However, despite the widespread use of PLT over the last 50 years, data on the benefits in healthy individuals is extremely limited.
On the other hand, the major long-term risks, though largely still hypothetical, are serious. Recent publications on high dietary intake of phosphatidylcholine and its correlation with increased all-cause mortality, increased risk of lethal prostate cancer and increased risk of acute myocardial infarction warrant serious reflection on the safety of long-term supplementation with phosphatidylcholine-containing products. A possible explanatory mechanism for the damage caused by the consumption of high levels of choline-containing products has already been shown in a clinical study.
Based on the analysis of all currently available data, we find that short-term supplementation with phosphatidylcholine is a potential treatment option for cases of known liver disease, cognitive impairment, or in conjunction with NSAIDs.
Whether the benefits may also outweigh the risks in a generally healthy population is unknown. If one decides to supplement with phospholipids, risk mitigation measures such as measurement of TMAO and stool analysis should be performed regularly.
We recommend against the use of phosphatidylcholine supplementation in the case of known CVD until the situation regarding the PC-related production of TMAO and its role in CVD has been further clarified.

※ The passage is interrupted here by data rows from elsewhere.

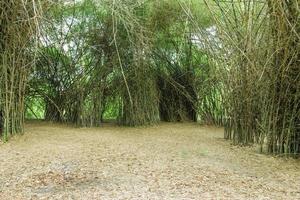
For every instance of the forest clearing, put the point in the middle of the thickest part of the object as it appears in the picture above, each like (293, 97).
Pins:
(149, 99)
(167, 161)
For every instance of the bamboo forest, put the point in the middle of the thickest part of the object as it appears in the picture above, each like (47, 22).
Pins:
(150, 99)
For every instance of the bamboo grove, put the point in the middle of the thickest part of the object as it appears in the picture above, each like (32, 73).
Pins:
(18, 25)
(227, 63)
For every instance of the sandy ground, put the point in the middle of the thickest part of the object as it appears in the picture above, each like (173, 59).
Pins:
(168, 161)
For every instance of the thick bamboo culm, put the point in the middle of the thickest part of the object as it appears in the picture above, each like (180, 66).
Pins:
(262, 73)
(18, 20)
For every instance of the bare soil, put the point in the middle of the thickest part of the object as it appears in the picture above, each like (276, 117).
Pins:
(168, 161)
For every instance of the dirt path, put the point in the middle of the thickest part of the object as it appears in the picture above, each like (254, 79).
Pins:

TMAO Some studies have suggested that eating red meat raises TMAO, which in turn increases the risk for heart disease, cancer, and all-cause mortality. However, the epidemiological evidence is inconsistent and virtually disappears when kidney disease and insulin resistance are considered as contributing factors. Additionally, none of these studies takes into account the health of the microbiome (where TMAO originates) and may underestimate the healthy user bias—the concept that those who eschew red meat may have overall healthier habits. We suspect that the small amount of unprocessed clean animal protein we recommend in the context of a heavily plant-based diet and healthy lifestyle will minimize the potential negative effect of TMAO.
Prostrate Cancer An inconsistent correlation has been found between egg consumption (choline intake) and prostate cancer that holds true only for North America. In countries where there is high egg consumption and plentiful vegetable intake, this correlation disappears. Newer research suggests that the unhealthy user bias traditionally associated with egg intake may be mediating this risk. We suspect that men who are otherwise following our heavily plant-based. no-sugar guidelines will minimize the potential risk. Men at higher risk due to progressive benign prostate enlargement or who are diagnosed with prostate cancer should be careful to meet but not exceed their choline needs.
Julie G wrote:I've recently learned through the Prodrome Blood Scan that I have lower levels of peripheral phosphatidylcholine despite my dietary intake and supplementation with CDP Citicoline.
But one question I always have with any kind of biomarker testing is just how frequently the thing being tested fluctuates. How telling is one test of peripheral phosphatidylcholine? Peripheral levels may be quite constant, and along with all the other variables relating to methodology and the like being sound, the test may be highly accurate. I just hope that this has been studied in depth.
NewRon wrote:ConsumerLab have just updated their choline review;
https://www.consumerlab.com/reviews/cho ... w/choline/
Julie G wrote:We've essentially concluded that the potential warnings surrounding choline supplementation should be heeded in the context of an overall unhealthy diet/lifestyle. That said, this is a perfect place to practice personalized, precision. For instance, I've recently learned through the Prodrome Blood Scan that I have lower levels of peripheral phosphatidylcholine despite my dietary intake and supplementation with CDP Citicoline. Today was my first day of 2 tsp of sunflower lectin dissolved in water and I plan to work up to a full TBS. All of my vascular risk factors are extraordinarily low, but perhaps I should check TMAO levels as I progress to be uber-cautious?